Derrière l’écran une idylle passionnante semble naître entre deux anonymes, qui pourtant se connaissent dans une réalité où tout les oppose. Jusqu’au moment où un baiser torride va bouleverser leur vie. Ils vont alors céder à une brûlante attirance. Mais chacun a des secrets qui, une fois révélés, risqueraient de les séparer à jamais.

Mon avis:

J’avais envie d’une romance toute légère pour faire une coupure entre mes lectures. De plus, c’était l’occasion de découvrir la plume de J. S. Scott et le couverture des romans de cette série est un régal.

Donc, j’ai ouvert The billionaire’s touch sans avoir lu les deux tomes précédents en espérant que je ne serais pas trop perdue. Heureusement, ce roman peut se lire indépendamment de ses prédécesseurs.

C’est ainsi que j’ai fait la connaissance d’Evan et de Miranda, dit Randi.
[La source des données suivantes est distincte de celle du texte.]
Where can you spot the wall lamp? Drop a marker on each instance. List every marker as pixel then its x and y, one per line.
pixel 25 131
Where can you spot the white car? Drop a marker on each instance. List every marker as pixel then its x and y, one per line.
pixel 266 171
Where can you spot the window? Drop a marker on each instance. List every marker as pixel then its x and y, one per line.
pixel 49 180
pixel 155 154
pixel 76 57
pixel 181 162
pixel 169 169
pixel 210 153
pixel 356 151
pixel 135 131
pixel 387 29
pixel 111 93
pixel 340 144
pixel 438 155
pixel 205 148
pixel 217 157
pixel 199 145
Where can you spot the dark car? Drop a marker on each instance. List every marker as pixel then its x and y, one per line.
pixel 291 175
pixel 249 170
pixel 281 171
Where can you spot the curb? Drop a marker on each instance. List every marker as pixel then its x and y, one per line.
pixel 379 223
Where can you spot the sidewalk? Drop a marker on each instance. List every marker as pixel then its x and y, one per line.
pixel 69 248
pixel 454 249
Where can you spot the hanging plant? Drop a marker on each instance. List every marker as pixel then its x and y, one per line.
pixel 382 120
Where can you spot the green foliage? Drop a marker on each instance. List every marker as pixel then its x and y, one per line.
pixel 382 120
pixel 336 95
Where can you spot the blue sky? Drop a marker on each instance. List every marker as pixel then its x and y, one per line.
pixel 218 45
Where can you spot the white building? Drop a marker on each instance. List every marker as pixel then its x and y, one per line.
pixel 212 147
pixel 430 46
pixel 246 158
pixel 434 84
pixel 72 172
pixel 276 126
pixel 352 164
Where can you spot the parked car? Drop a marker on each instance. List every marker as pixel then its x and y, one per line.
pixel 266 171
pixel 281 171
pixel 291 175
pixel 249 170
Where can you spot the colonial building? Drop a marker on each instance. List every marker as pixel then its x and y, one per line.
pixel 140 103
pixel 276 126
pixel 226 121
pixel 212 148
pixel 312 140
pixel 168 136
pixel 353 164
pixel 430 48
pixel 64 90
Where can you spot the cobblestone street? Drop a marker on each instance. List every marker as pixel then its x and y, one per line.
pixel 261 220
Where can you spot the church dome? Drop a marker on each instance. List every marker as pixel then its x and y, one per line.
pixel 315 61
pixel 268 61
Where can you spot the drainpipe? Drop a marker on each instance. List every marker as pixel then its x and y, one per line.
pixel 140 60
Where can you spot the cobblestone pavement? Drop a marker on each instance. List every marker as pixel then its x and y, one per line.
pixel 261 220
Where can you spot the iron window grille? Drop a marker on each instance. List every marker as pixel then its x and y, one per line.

Evan mène une vie de reclus. On ne sait pas grand choses de la manière dont il gagne sa vie. Toujours est-il qu’avec sa famille, il brasse des millions. Pourtant, comme on le découvrira pendant notre lecture, il y a des secrets et des souffrances qui circulent dans sa fratrie.

Randi est une institutrice. Non contente de cela, elle est bénévole et donne des cours particuliers à des enfants en difficulté.
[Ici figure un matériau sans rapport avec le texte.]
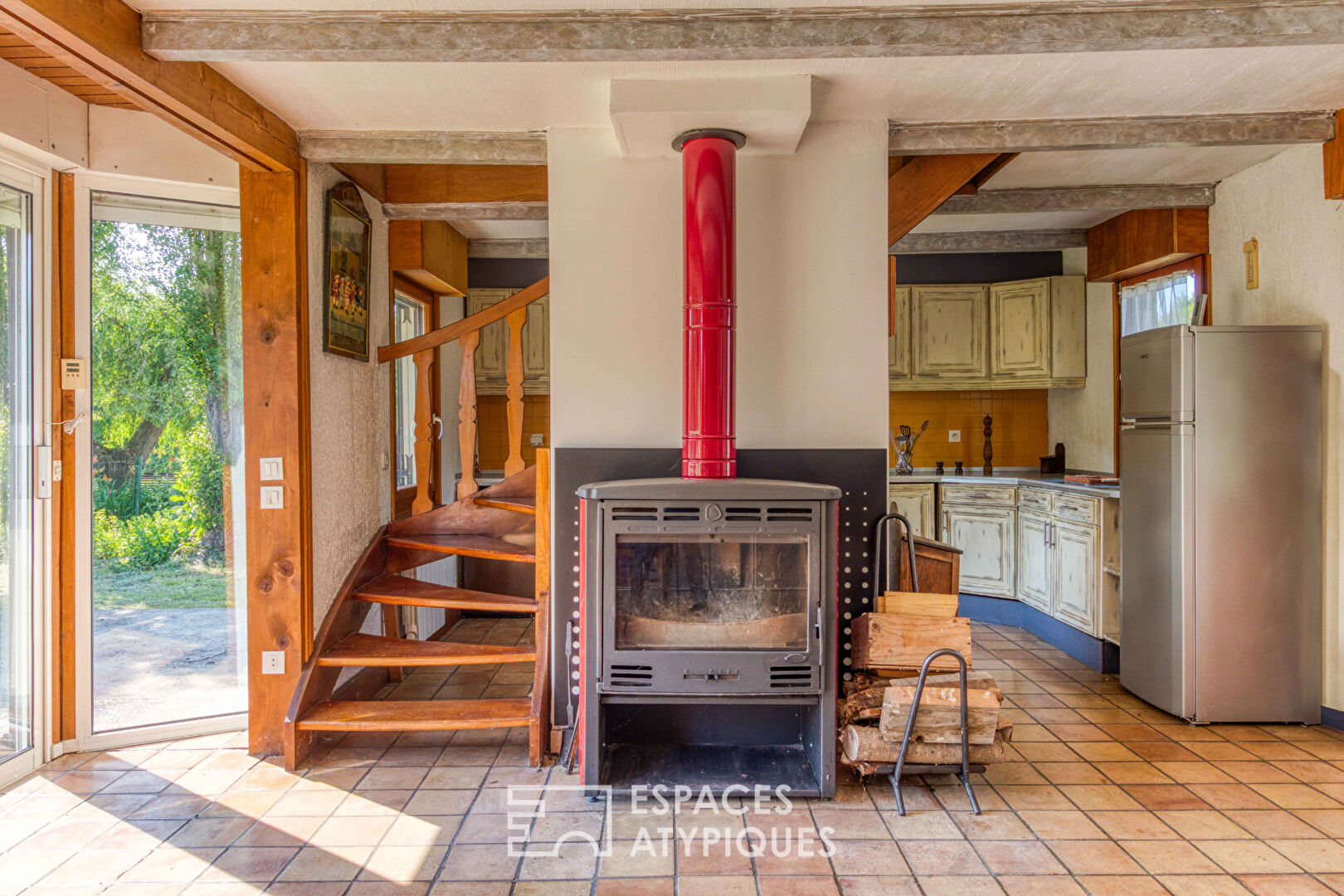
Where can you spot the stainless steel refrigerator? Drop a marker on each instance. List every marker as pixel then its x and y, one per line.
pixel 1220 522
Evan et Randi se sont déjà côtoyés, on le devine dans les tomes d’avant, donc nous n’assistons pas à leur rencontre.
Par contre, de ce que l’on en sait, celle-ci a laissé des traces car les deux personnes ne semblent pas s’apprécier.

Et puis, intervient une correspondance entre eux deux. Si, nous, on sait rapidement qui est l’interlocuteur de l’autre, eux, l’ignorent. C’est là que la magie prend. En tout cas pour moi car j’aime beaucoup les histoires qui naissent de relations épistolaires. C’est d’ailleurs dommage qu’il n’y ait pas plus de romans dans ce genre.

L’histoire est, à première vue, classique. On sait très bien qu’Evan et Randi auront leur HEA mais on ne s’ennuie jamais. J’ai au contraire, dévoré les pages. J’ai été agréablement surprise de constater que les Sinclair sont bien plus complexes que je ne l’aurais pensé. Ce ne sont pas des personnages lisses. Ils ont véritablement souffert et c’est cela qui les lie et qui fait leur force. On oublie rapidement qu’ils évoluent dans des hautes sphères pour se concentrer sur le côté humain de l’intrigue.

La touche de l’auteure rappelle celle de Jill Shalvis dans la façon de situer géographiquement le récit et sans savoir pourquoi, j’ai trouvé que le roman serait parfait à lire sous un plaid, devant le feu. Une lecture doudou en somme mais pas aussi légère qu’il n’y paraît.

Au final, j’ai passé un très bon moment avec ce roman. Il m’a donné envie de lire les cinq autres romans de la série et j’ai accroché à la plume de J. S. Scott. C’est une réussite.